É importante perceber que o setor dos cuidados vai ser um setor económico relevante, em crescimento. É um tema a ter em conta e por isso que é preciso prestigiar o setor dos cuidados e preparar-nos para que realmente as pessoas que queiram trabalhar sejam também as melhores.

Ester Quintana lembra que parte da solução para os problemas ligados ao envelhecimento está em prestigiar mais a figura de cuidador. Foto: Unsplash

Há mais cidades a apostar neste tipo de modelos?

Nós já plantámos as primeiras sementes mas há países que já estão mais avançados: o Japão está muito mais à frente do ponto de vista tecnológico.

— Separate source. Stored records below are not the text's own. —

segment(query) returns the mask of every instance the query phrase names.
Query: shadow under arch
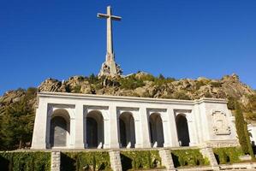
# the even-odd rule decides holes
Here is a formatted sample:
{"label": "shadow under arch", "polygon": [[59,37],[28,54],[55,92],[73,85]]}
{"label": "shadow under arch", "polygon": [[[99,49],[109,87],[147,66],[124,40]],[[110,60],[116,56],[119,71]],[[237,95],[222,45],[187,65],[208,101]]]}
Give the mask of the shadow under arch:
{"label": "shadow under arch", "polygon": [[179,114],[176,118],[176,127],[180,146],[189,146],[189,132],[186,115]]}
{"label": "shadow under arch", "polygon": [[152,113],[149,116],[151,143],[153,147],[164,147],[163,121],[160,114]]}
{"label": "shadow under arch", "polygon": [[134,148],[135,126],[133,114],[123,112],[119,116],[119,142],[122,147]]}
{"label": "shadow under arch", "polygon": [[102,148],[104,144],[104,118],[98,110],[92,110],[86,115],[86,146]]}
{"label": "shadow under arch", "polygon": [[64,109],[53,111],[50,121],[51,147],[66,147],[70,133],[70,116]]}

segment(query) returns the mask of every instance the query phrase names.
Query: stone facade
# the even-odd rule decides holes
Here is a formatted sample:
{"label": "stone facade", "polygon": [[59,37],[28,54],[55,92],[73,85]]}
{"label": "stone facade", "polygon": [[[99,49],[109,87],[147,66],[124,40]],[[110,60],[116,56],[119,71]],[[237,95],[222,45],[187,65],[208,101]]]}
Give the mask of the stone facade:
{"label": "stone facade", "polygon": [[52,151],[51,161],[51,170],[60,171],[61,168],[61,152]]}
{"label": "stone facade", "polygon": [[[213,117],[217,114],[221,116]],[[62,121],[57,121],[58,119]],[[187,133],[181,133],[181,129]],[[234,117],[225,100],[38,94],[32,149],[152,148],[205,144],[211,147],[237,145]]]}

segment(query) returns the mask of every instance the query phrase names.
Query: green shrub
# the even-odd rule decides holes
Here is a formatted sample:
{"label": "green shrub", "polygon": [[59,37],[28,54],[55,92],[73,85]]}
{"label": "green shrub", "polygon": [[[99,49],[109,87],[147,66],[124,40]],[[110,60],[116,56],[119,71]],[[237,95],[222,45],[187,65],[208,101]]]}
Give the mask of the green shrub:
{"label": "green shrub", "polygon": [[228,109],[231,110],[235,109],[235,99],[234,97],[228,98]]}
{"label": "green shrub", "polygon": [[243,151],[244,154],[248,154],[249,152],[248,143],[244,130],[244,125],[246,124],[246,122],[244,121],[241,105],[238,102],[235,103],[235,123],[236,133],[238,135],[238,140],[239,140],[239,144],[241,144],[241,150]]}
{"label": "green shrub", "polygon": [[208,158],[204,158],[199,149],[171,150],[175,168],[209,165]]}
{"label": "green shrub", "polygon": [[137,87],[144,86],[145,84],[142,80],[137,79],[134,75],[120,80],[121,88],[126,90],[133,90]]}
{"label": "green shrub", "polygon": [[239,156],[243,155],[238,147],[214,148],[213,153],[218,164],[239,162]]}
{"label": "green shrub", "polygon": [[179,91],[175,93],[174,98],[180,100],[191,100],[191,98],[184,91]]}
{"label": "green shrub", "polygon": [[111,170],[110,156],[107,151],[64,152],[61,170]]}
{"label": "green shrub", "polygon": [[199,90],[201,86],[205,86],[205,83],[202,80],[199,80],[195,83],[195,88],[196,90]]}
{"label": "green shrub", "polygon": [[80,87],[81,87],[80,85],[77,85],[77,86],[75,86],[73,88],[74,92],[74,93],[80,93]]}
{"label": "green shrub", "polygon": [[51,170],[50,152],[1,152],[0,170]]}
{"label": "green shrub", "polygon": [[121,162],[122,170],[163,168],[158,150],[122,151]]}

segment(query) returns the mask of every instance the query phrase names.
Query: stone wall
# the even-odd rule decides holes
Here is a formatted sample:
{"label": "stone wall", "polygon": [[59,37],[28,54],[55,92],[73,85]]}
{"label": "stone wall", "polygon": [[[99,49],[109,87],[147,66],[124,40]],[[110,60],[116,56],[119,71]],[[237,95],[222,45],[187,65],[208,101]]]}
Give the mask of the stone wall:
{"label": "stone wall", "polygon": [[51,160],[51,171],[60,171],[61,168],[61,152],[52,151]]}

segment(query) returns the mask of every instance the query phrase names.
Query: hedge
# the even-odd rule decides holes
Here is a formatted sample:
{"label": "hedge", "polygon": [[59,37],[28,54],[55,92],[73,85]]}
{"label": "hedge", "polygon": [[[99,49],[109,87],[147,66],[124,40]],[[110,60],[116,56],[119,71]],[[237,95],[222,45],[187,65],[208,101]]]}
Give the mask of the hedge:
{"label": "hedge", "polygon": [[107,151],[61,153],[61,170],[112,170]]}
{"label": "hedge", "polygon": [[158,150],[121,151],[122,170],[162,168]]}
{"label": "hedge", "polygon": [[171,150],[170,152],[175,168],[210,165],[208,158],[199,149]]}
{"label": "hedge", "polygon": [[51,170],[50,152],[0,152],[0,170]]}
{"label": "hedge", "polygon": [[213,153],[218,164],[239,162],[239,156],[244,155],[239,147],[214,148]]}

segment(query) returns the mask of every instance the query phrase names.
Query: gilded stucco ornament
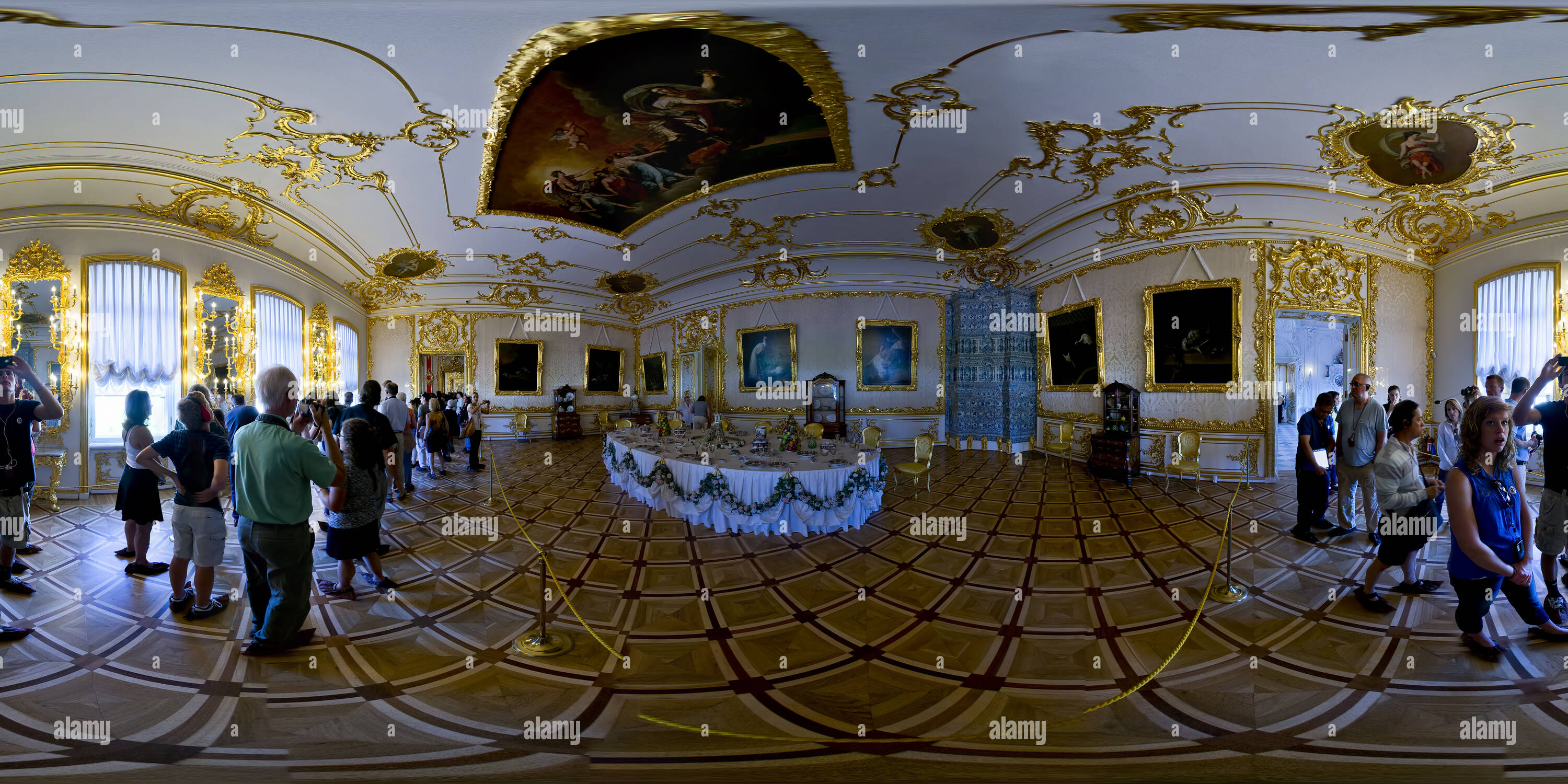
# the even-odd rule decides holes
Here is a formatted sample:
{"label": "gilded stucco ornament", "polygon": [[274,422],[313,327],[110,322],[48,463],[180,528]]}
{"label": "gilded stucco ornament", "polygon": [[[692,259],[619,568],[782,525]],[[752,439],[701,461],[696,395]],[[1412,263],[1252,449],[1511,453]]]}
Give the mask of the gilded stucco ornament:
{"label": "gilded stucco ornament", "polygon": [[958,91],[942,83],[947,74],[952,74],[950,67],[939,67],[924,77],[909,78],[892,86],[887,93],[889,96],[875,94],[866,99],[867,103],[886,103],[883,107],[883,114],[900,125],[898,132],[909,130],[909,119],[917,113],[931,111],[928,103],[942,96],[936,108],[938,110],[972,110],[969,103],[958,99]]}
{"label": "gilded stucco ornament", "polygon": [[[130,207],[162,221],[190,226],[213,240],[271,246],[278,235],[263,237],[257,232],[257,227],[271,223],[267,215],[267,190],[238,177],[218,177],[218,182],[224,187],[180,182],[169,187],[174,196],[169,204],[158,205],[138,194],[136,204]],[[237,215],[229,207],[230,202],[238,202],[245,215]]]}
{"label": "gilded stucco ornament", "polygon": [[[1345,218],[1347,229],[1372,237],[1388,234],[1406,245],[1411,257],[1435,263],[1477,230],[1491,234],[1513,221],[1512,212],[1483,213],[1490,202],[1469,204],[1469,199],[1491,193],[1499,174],[1532,160],[1515,155],[1510,136],[1516,127],[1532,127],[1529,122],[1493,111],[1469,111],[1468,96],[1441,107],[1403,97],[1375,114],[1339,105],[1334,110],[1339,119],[1308,136],[1322,144],[1325,163],[1317,171],[1380,188],[1378,199],[1392,202],[1363,207],[1372,215]],[[1348,116],[1352,111],[1355,116]],[[1397,149],[1389,141],[1410,140],[1410,135],[1414,140]],[[1466,151],[1469,146],[1472,149]]]}
{"label": "gilded stucco ornament", "polygon": [[[1165,180],[1121,188],[1116,191],[1116,198],[1121,201],[1102,213],[1107,221],[1116,221],[1116,230],[1094,232],[1107,243],[1129,240],[1163,243],[1178,234],[1223,226],[1240,216],[1237,215],[1240,207],[1223,213],[1209,212],[1207,204],[1214,196],[1203,191],[1182,191],[1179,185]],[[1160,207],[1157,202],[1173,207]]]}
{"label": "gilded stucco ornament", "polygon": [[740,285],[765,285],[776,292],[782,292],[795,284],[804,281],[817,281],[828,276],[828,270],[812,270],[809,256],[789,256],[787,251],[779,251],[778,254],[768,254],[762,257],[757,263],[751,265],[751,279],[740,279]]}
{"label": "gilded stucco ornament", "polygon": [[786,166],[718,182],[710,188],[704,188],[704,191],[693,191],[691,194],[673,199],[655,210],[649,210],[622,230],[608,230],[569,218],[552,216],[552,221],[624,238],[670,210],[698,199],[706,199],[709,193],[715,190],[732,188],[787,174],[842,171],[853,168],[850,155],[848,110],[845,107],[850,97],[844,94],[844,83],[839,80],[839,74],[833,69],[826,52],[817,47],[817,42],[801,31],[779,22],[731,16],[720,11],[681,11],[597,17],[539,30],[528,38],[522,49],[513,53],[505,71],[495,77],[497,89],[489,114],[495,121],[495,133],[491,133],[485,140],[485,157],[480,163],[480,187],[475,215],[519,215],[538,218],[538,215],[533,213],[491,209],[489,202],[491,190],[495,183],[495,168],[500,162],[500,152],[506,141],[506,129],[510,125],[513,110],[517,107],[524,93],[527,93],[527,89],[533,85],[539,71],[557,58],[596,41],[668,28],[709,30],[713,34],[762,49],[795,69],[804,85],[811,88],[809,100],[822,108],[822,118],[828,125],[829,143],[834,151],[834,162],[806,166]]}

Na Holanda e na Alemanha, há cidades com modelos interessantes de organização, mas todas as cidades europeias estão conscientes do que se avizinha em relação ao envelhecimento da população.

Na Holanda, o modelo Buurtzorg conceptualizou um sistema de atendimento ao domicílio muito interessante. Berlim também tem centros de dia com muitos serviços de proximidade. Em Espanha, temos partilhado experiências com Bilbao, Madrid, Vitoria…

Em geral, todas as cidades estão a preparar-se.

Por que é que as políticas de juventude são aqui importantes? E em que tipo de políticas têm investido?

Se não trabalharmos com os jovens, também não conseguimos responder às necessidades dos mais velhos. Precisamos de uma sociedade equilibrada. Precisamos de políticas para a juventude de forma a garantir que há pessoas jovens a viver e a criar raízes em Barcelona.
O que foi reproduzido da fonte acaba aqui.